Robert Breer in UbuWeb Film
Film Culture in UbuWeb Papers
Presented in partnership with Anthology Film Archives
Robert Breer was born in Detroit in 1926. From 1943 to 1946, he studied art at Stanford University in California and won its annual painting prize in 1949. That year, he left for Europe, settled in Paris and for the next ten years participated in group and one-man shows in France, Italy, Germany, Belgium, Sweden, England, U.S. and Cuba. Since 1959, he has been living in Palisades, N .Y., and now devotes most of his time to making films. His work has received awards from the Creative Film Foundation and the Bergamo Film Festival, and A MAN AND HIS DOG OUT FOR AIR ran for several months at the Carnegie Cinema, New York, with Resnais' L'ANNEE DERNIERE A MARIENBAD. The following interview was recorded during the 1962 Montreal International Film Festival, and is published here with acknowledgments to "Obiectii, the Montreal critical review where it first appeared.

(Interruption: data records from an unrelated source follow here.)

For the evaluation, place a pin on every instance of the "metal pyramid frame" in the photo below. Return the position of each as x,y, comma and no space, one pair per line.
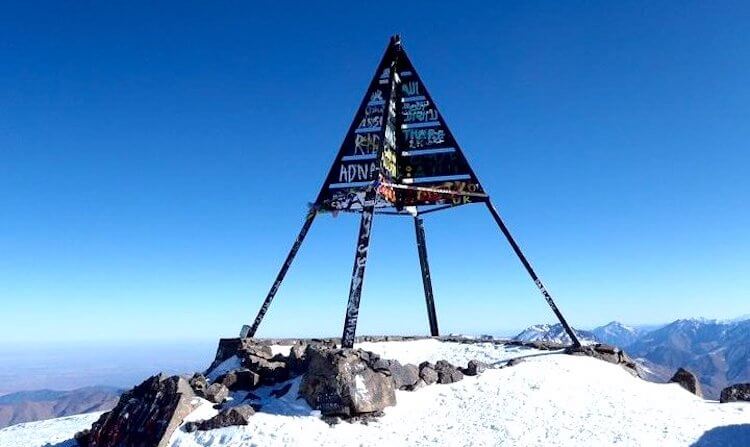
400,158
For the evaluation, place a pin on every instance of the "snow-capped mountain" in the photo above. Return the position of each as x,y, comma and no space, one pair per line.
554,333
535,403
715,351
25,406
617,334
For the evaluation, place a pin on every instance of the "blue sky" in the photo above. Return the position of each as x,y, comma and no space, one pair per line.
156,162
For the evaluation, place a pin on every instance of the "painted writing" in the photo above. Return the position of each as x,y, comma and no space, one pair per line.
418,112
373,117
357,172
366,143
417,138
410,88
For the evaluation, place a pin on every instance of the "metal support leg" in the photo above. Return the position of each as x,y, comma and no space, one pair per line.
426,280
249,331
531,272
358,275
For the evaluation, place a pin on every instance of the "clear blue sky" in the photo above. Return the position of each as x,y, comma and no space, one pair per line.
156,162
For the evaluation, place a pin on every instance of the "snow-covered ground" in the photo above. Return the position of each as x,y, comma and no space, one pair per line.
551,399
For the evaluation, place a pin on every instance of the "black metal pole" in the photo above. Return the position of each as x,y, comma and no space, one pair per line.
358,272
533,275
249,331
426,279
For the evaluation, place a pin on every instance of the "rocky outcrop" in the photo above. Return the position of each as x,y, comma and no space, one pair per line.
145,416
687,380
611,354
474,368
736,393
341,382
514,362
427,373
404,376
240,379
216,393
239,415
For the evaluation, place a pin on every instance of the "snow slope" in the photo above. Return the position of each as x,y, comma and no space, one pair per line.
551,399
555,334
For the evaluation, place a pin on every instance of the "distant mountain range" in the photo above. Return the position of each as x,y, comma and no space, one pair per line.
25,406
717,352
554,333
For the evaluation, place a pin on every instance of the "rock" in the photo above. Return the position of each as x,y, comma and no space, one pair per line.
420,384
82,437
447,373
216,393
687,380
251,396
736,393
269,371
240,379
339,382
403,375
281,392
427,373
199,384
242,348
147,415
514,362
474,367
239,415
296,360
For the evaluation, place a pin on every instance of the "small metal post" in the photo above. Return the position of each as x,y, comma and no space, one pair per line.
358,272
531,272
249,331
426,280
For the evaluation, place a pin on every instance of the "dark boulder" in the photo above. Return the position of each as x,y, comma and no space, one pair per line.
607,353
474,367
239,415
146,416
240,379
281,392
339,382
404,376
447,373
736,393
687,380
269,371
514,362
427,373
296,361
216,393
420,384
199,384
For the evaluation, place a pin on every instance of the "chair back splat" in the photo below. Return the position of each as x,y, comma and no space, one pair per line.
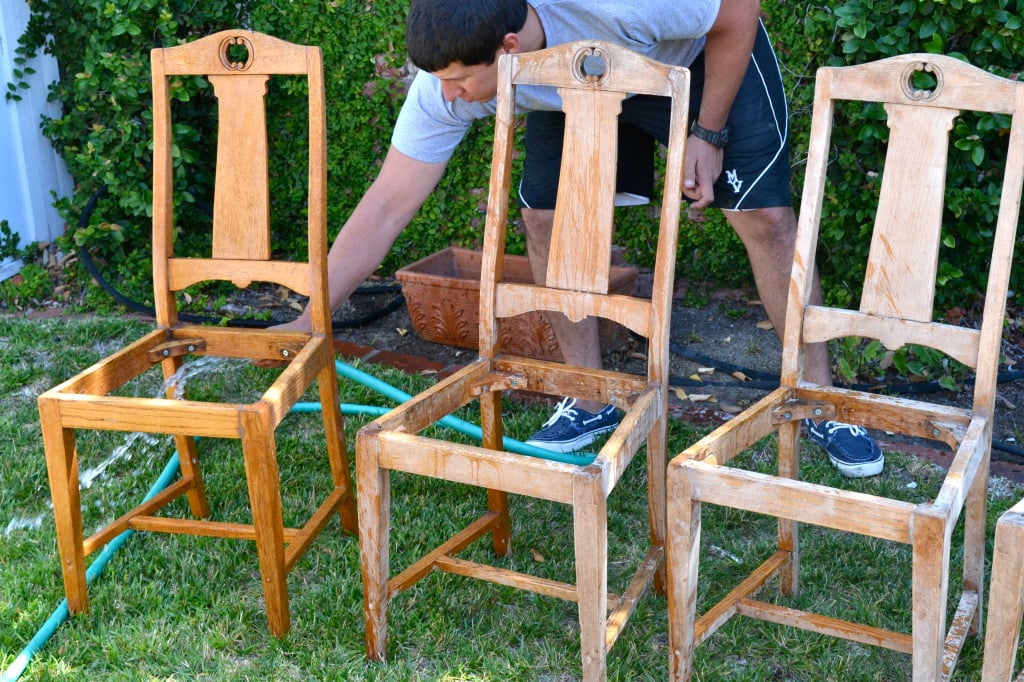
239,64
923,97
593,79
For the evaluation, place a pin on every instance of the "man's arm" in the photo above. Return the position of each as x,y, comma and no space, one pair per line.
400,188
727,54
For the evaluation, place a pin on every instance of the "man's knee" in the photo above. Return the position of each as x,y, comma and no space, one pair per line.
766,226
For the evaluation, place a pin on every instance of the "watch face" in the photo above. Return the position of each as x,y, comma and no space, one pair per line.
716,137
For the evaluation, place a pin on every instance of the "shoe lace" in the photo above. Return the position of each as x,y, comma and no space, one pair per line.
855,430
564,407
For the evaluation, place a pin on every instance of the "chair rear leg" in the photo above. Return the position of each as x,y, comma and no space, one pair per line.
1006,605
188,462
656,445
337,452
494,430
61,468
375,523
930,589
975,511
682,559
591,535
788,531
264,496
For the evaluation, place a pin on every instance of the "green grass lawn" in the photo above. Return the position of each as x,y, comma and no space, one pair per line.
171,607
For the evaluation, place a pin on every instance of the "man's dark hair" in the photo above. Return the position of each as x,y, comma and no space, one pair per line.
439,33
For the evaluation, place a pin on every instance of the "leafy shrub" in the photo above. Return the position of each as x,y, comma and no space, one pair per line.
104,129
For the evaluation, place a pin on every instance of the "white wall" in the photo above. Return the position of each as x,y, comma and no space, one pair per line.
30,168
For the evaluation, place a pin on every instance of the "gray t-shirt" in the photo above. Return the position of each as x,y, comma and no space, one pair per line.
670,31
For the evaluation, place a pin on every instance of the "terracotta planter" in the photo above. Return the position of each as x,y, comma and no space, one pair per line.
442,292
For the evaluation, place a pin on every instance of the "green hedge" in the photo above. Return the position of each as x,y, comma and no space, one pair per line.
103,134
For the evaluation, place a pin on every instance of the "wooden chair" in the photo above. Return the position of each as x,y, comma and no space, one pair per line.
896,308
239,65
1006,598
593,78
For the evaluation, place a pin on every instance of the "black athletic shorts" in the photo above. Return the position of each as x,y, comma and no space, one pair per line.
756,162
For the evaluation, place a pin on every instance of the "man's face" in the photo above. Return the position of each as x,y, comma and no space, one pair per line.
477,83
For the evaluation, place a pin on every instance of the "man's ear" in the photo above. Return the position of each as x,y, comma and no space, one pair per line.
510,43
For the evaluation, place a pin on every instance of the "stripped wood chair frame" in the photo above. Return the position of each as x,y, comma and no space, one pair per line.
239,65
1006,598
593,78
895,307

COTE: How did you get involved with films in the first place?
BREER: First, I was a painter. In Paris, I was influenced by the geometric abstractions of the neo-plasticians, following Mondrian and Kandinsky. It was big at the time, and I began painting that way. My canvasses were limited to three or four forms, each one hard-edged and having its own definite color. It was a rather severe kind of abstraction, but already in certain ways I had begun to give my work a dynamic element which showed that I was not entirely at home within the strict limits of neo-plasticism. Also, the notion of absolute formal values seemed at odds with the number of variations I could develop around a single theme and I became interested in change itself and finally in cinema as a means of exploring this further. I wanted to see if I could positively control a range of variations in a single composition. You can see that I sort of backed into cinema since my main concern was with static forms. In fact, I was even a bit annoyed at first when I ran into problems of movement.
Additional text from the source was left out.